# Adjustable Helmholtz Resonator



## BoomieMCT

I have a bunch of Sonotube left over from a sub project and I got an idea (but don't know if it would work). My thought is this - use it to build a helmholtz resonator to fix bass peaks in a room. It is my understanding that helmholtz resonators work at fairly specific frequencies and if I made one for a specific room, it might not be useful in another setup.

I was wondering if anyone has ever made one that had plugs (or something similar) to change the area and depth of the ports. I was thinking of using PVC pipe wrapped in a weather seal strips or something similiar. 

What do y'all think? Have I been playing with this calculator too much?


----------



## BoomieMCT

I thought about this more as I was sleeping. Instead of nested tubes for ports I think I would cut a large hole in one endcap and mount smaller caps with the ports much like I was mounting drivers. I would step the hole and use a driver mounting kit to keep it in place. 

As rough calculations, a 120 liter cylinder (about 3' by 16") could be tuned to deal with my nasty 63 dip in a broad way (52Hz - 71Hz: 20 cm port, 4 cm long) or more specific (59Hz - 65Hz: 30 cm port, 20 cm long). A smaller volume might be able to be tuned for more results (higher dips).

------------------------------------

The question I have it how effective are helmholtz resonators (in their bandwidth)? How do they compare to OC703 panels? 

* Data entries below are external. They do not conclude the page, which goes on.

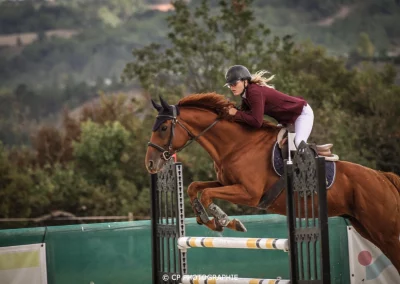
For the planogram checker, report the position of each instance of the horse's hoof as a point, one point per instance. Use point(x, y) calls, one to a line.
point(218, 226)
point(238, 226)
point(198, 220)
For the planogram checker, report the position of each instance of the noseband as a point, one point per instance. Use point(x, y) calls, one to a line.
point(167, 154)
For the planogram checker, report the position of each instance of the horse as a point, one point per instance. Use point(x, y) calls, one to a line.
point(370, 199)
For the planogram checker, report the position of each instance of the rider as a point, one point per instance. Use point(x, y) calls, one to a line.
point(259, 98)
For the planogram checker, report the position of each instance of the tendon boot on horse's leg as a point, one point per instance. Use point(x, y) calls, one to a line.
point(202, 217)
point(222, 218)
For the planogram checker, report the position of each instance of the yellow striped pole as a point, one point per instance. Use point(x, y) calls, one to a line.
point(210, 279)
point(222, 242)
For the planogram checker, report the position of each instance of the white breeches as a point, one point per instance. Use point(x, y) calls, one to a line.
point(303, 125)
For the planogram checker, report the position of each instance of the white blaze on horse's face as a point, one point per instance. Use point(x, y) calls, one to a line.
point(156, 159)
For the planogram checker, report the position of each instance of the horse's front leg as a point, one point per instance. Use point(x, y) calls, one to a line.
point(236, 194)
point(201, 214)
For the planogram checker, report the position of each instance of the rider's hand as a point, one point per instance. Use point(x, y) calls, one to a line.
point(232, 111)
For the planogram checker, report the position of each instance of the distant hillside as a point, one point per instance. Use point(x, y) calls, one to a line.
point(96, 39)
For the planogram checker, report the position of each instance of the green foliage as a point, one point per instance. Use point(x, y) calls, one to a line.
point(101, 149)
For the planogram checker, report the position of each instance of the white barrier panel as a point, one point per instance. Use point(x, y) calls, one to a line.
point(221, 242)
point(198, 279)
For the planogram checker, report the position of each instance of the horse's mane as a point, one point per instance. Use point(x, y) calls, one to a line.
point(215, 103)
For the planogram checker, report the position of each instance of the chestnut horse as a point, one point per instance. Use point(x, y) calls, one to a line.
point(242, 159)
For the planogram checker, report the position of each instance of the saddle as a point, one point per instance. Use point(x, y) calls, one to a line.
point(285, 137)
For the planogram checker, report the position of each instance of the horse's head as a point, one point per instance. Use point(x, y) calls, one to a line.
point(169, 135)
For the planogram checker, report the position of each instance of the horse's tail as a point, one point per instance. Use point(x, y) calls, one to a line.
point(394, 179)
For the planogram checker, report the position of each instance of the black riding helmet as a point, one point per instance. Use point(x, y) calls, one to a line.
point(235, 73)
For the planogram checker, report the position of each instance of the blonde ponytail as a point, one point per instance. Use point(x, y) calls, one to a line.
point(259, 79)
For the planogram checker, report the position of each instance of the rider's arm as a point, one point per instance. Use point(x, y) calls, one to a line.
point(255, 116)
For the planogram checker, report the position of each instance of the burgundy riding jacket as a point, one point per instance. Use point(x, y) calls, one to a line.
point(262, 100)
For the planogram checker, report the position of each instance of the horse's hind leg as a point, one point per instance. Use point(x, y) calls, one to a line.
point(232, 193)
point(201, 215)
point(391, 249)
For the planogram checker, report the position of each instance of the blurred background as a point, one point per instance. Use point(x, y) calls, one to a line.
point(77, 76)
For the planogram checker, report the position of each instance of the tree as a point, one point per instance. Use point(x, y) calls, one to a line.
point(204, 44)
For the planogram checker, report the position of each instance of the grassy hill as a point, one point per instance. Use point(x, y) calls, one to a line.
point(101, 36)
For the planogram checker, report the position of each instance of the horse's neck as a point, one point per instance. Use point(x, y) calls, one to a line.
point(224, 138)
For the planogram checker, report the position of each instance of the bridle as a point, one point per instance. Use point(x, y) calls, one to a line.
point(167, 154)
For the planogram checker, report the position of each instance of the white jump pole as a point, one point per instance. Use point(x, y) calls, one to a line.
point(198, 279)
point(221, 242)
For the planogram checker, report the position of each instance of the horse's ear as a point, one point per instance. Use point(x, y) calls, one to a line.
point(156, 105)
point(164, 104)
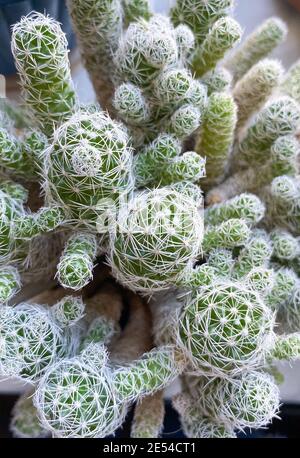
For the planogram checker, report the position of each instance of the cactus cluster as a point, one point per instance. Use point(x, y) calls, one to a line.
point(174, 198)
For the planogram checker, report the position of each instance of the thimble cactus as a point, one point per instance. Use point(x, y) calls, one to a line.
point(24, 421)
point(257, 46)
point(216, 136)
point(75, 268)
point(157, 235)
point(222, 36)
point(89, 160)
point(222, 282)
point(40, 50)
point(62, 394)
point(34, 336)
point(10, 283)
point(250, 400)
point(225, 329)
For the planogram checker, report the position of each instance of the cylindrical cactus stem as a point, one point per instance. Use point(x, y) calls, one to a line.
point(189, 167)
point(145, 49)
point(280, 117)
point(216, 136)
point(152, 372)
point(283, 161)
point(184, 121)
point(284, 156)
point(283, 197)
point(45, 220)
point(185, 40)
point(198, 276)
point(289, 312)
point(258, 45)
point(136, 9)
point(88, 167)
point(98, 26)
point(229, 234)
point(40, 340)
point(218, 80)
point(255, 87)
point(199, 16)
point(222, 261)
point(14, 190)
point(131, 104)
point(291, 82)
point(159, 164)
point(194, 424)
point(68, 311)
point(250, 400)
point(24, 421)
point(40, 50)
point(224, 329)
point(260, 279)
point(245, 206)
point(256, 253)
point(169, 238)
point(10, 283)
point(22, 156)
point(286, 247)
point(150, 163)
point(176, 87)
point(287, 347)
point(285, 280)
point(223, 36)
point(75, 267)
point(148, 417)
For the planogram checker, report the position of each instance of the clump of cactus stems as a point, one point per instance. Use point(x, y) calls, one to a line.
point(185, 181)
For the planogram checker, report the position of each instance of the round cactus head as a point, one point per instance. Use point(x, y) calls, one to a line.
point(30, 340)
point(158, 234)
point(251, 400)
point(145, 49)
point(75, 398)
point(89, 161)
point(225, 328)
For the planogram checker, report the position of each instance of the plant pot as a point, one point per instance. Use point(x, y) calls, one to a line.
point(11, 12)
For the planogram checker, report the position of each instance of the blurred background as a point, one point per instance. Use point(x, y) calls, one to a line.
point(249, 13)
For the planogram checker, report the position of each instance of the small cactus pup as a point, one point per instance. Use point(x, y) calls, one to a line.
point(250, 400)
point(24, 421)
point(89, 164)
point(21, 157)
point(75, 268)
point(34, 336)
point(148, 417)
point(158, 234)
point(40, 50)
point(255, 88)
point(160, 164)
point(86, 397)
point(18, 226)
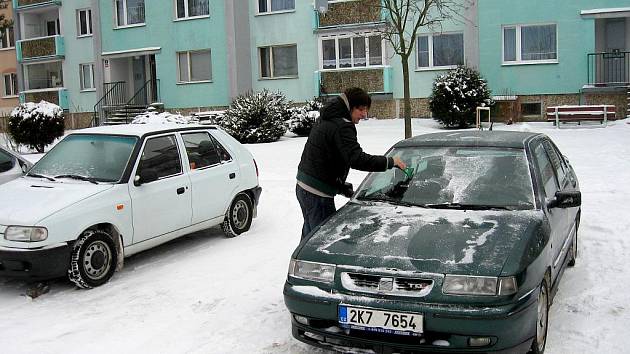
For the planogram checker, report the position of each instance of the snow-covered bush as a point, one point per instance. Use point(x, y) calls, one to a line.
point(257, 117)
point(456, 96)
point(303, 117)
point(36, 125)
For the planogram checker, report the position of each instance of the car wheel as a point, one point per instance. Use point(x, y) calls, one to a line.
point(238, 218)
point(542, 319)
point(93, 260)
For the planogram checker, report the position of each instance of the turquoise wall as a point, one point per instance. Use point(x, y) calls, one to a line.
point(172, 36)
point(576, 38)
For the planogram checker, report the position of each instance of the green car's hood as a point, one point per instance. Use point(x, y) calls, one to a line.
point(426, 240)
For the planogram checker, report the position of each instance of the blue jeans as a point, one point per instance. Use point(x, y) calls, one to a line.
point(315, 209)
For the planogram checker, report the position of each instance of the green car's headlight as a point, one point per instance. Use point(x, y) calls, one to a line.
point(321, 272)
point(25, 233)
point(480, 286)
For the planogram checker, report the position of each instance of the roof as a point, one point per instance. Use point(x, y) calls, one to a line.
point(141, 130)
point(507, 139)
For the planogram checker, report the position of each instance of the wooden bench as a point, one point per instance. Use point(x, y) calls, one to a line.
point(593, 113)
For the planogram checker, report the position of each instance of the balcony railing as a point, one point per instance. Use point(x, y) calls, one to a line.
point(43, 47)
point(609, 69)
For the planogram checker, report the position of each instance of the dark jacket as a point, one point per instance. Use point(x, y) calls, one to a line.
point(332, 149)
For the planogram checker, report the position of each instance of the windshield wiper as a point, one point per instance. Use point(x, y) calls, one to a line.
point(41, 176)
point(79, 177)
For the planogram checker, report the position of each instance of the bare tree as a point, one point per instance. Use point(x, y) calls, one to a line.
point(404, 19)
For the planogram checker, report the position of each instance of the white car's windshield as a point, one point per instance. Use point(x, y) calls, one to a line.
point(100, 158)
point(455, 177)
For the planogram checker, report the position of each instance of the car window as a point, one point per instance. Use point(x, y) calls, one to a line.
point(162, 155)
point(6, 161)
point(201, 150)
point(546, 169)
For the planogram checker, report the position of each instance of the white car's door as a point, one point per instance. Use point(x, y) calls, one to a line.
point(213, 175)
point(164, 205)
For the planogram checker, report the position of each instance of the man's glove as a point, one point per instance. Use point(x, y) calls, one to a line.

Also, do helmholtz resonators need to be stuffed to work optimally?


----------



## Anthony

Boomie, 
I'm sure you will get some good information here, but another place to check out is Ethan Winer's acoustics forum over at the Music Player Forums: http://www.musicplayer.com/cgi-bin/ultimatebb.cgi?ubb=forum;f=26;hardset=0;start_point=0;DaysPrune=0

He's part of the Real Traps company (competitor to GIK) and supports RplusD (a similar but expensive alternative to REW); however, Ethan visits a lot of web forums, including this one, and is always happy to give advice in the area of DIY room acoustics (even if it means losing a sale). He also has a lot of information on his regular website:

http://www.ethanwiner.com/acoustics.html

Best of luck.


----------



## Sonnie

Ethan actually helps us moderate here at the Shack! :T He and GIK get along very well.


----------



## BoomieMCT

So I figure I have about 4.5' of leftover sonotube so I'm going to experiment. The HR I'm going to set up will look something like the attached picture - possibly with 3-4 tubes. Is there any particular way that a HR needs to be positioned to work best?

I may experiment with having them all have the same tune, and having each tube have a different tune.


----------



## Doug Plumb

I've experimented with this quite extensively and built many helmholtz resonators & tested them in rooms. Overall I prefer Ethan Winers approach - adding helmholtz resonators to small rooms works well but not bigger HT rooms because you need so many of them.

The biiger the better because bigger ones give higher Q. Vary the length of the port to change the resonant frequency. Using multiple resonators at one frequency doesn't work because each time you add a resonator to the room you change the characteristic frequency of the room that you are after.

Get really big sono tubes and use plywood for the caps. I used two layers of plywood affectively over an inch thick. You need lots of thickness to get the plywood to stick to the often wax coated inside of the sono tubes. I used silicone.

Put the resonator in the room with a tube length close to your resonant frequency in a corner then change the tube length until you nail it.

The alternative is to build wider band devices.

Another alternative would be RealTraps.com (Ethan Winer). These are as good as wide band helmholtz resonators because they reflect high frequencies while absorbing LF's which is what you want to do.


----------